Dono da JBS se reuniu com presidente dos EUA um dia antes do anúncio de plano para aumentar importações
O empresário brasileiro Joesley Batista, que divide o controle da JBS com o irmão Wesley Batista, pediu ao presidente dos Estados Unidos, Donald Trump (Partido Republicano), a redução das tarifas cobradas sobre a importação de carne bovina. A informação é do Wall Street Journal.

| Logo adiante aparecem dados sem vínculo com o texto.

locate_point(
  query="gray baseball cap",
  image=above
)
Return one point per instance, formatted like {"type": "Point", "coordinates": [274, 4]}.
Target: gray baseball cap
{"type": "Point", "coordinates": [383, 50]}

Segundo o jornal, Joesley se reuniu com Trump no Salão Oval em 20 de agosto. Os 2 discutiram a possibilidade de ampliar o fornecimento de carne brasileira aos Estados Unidos caso o governo norte-americano retirasse uma tarifa de 26% sobre o produto. Não se sabe quem articulou o encontro.
No dia seguinte à reunião, Trump anunciou nas redes sociais um plano para permitir temporariamente a entrada de uma quantidade maior de carne estrangeira no mercado norte-americano. Segundo o presidente, os produtos importados seriam vendidos por preços 25% inferiores aos praticados no país.
A medida foi formalizada em 26 de agosto. O governo autorizou a entrada de até 300 mil toneladas adicionais de carne bovina magra durante 90 dias, sendo 100 mil toneladas por mês de setembro a novembro. O objetivo é ampliar a oferta e reduzir os preços aos consumidores.
O aumento das importações beneficia empresas com produção no Brasil, entre elas a própria JBS. Dados do Departamento de Agricultura dos Estados Unidos citados pelo WSJ mostram que o Brasil exportou US$ 1,5 bilhão em carne bovina para o país nos primeiros 6 meses de 2026, alta de 10% em relação ao mesmo período do ano anterior.
A indústria brasileira também viu espaço para ampliar os embarques. A Abiec (Associação Brasileira das Indústrias Exportadoras de Carnes) afirmou que a nova cota representa uma oportunidade, embora a exigência de preços mais baixos limite as margens das empresas. A carne contemplada é usada principalmente na fabricação de carne moída e hambúrgueres.
Reação nos EUA
A decisão provocou reação de pecuaristas e congressistas republicanos nos Estados Unidos. A Associação Nacional dos Produtores de Carne Bovina afirmou que a intervenção do governo pode prejudicar os produtores e dificultar a estabilidade do setor no longo prazo.
O WSJ também destacou a proximidade da JBS com o governo Trump. A Pilgrim’s Pride, controlada pela companhia brasileira, doou US$ 5 milhões para a posse presidencial, tornando-se a maior doadora do evento. A JBS afirma ter um longo histórico de participação no processo cívico dos Estados Unidos.
O plano surge em um momento de dificuldades para a operação norte-americana de carne bovina da JBS. A baixa disponibilidade de gado pressionou as margens da companhia, que registrou prejuízo líquido de US$ 102 milhões no 2º trimestre de 2026, apesar da receita recorde de US$ 23,9 bilhões.
A JBS também passa por uma mudança no comando. Wesley Batista Filho, que atualmente dirige a JBS USA, assumirá como CEO global da empresa em janeiro de 2027. A operação norte-americana responde por mais da metade da receita global do grupo.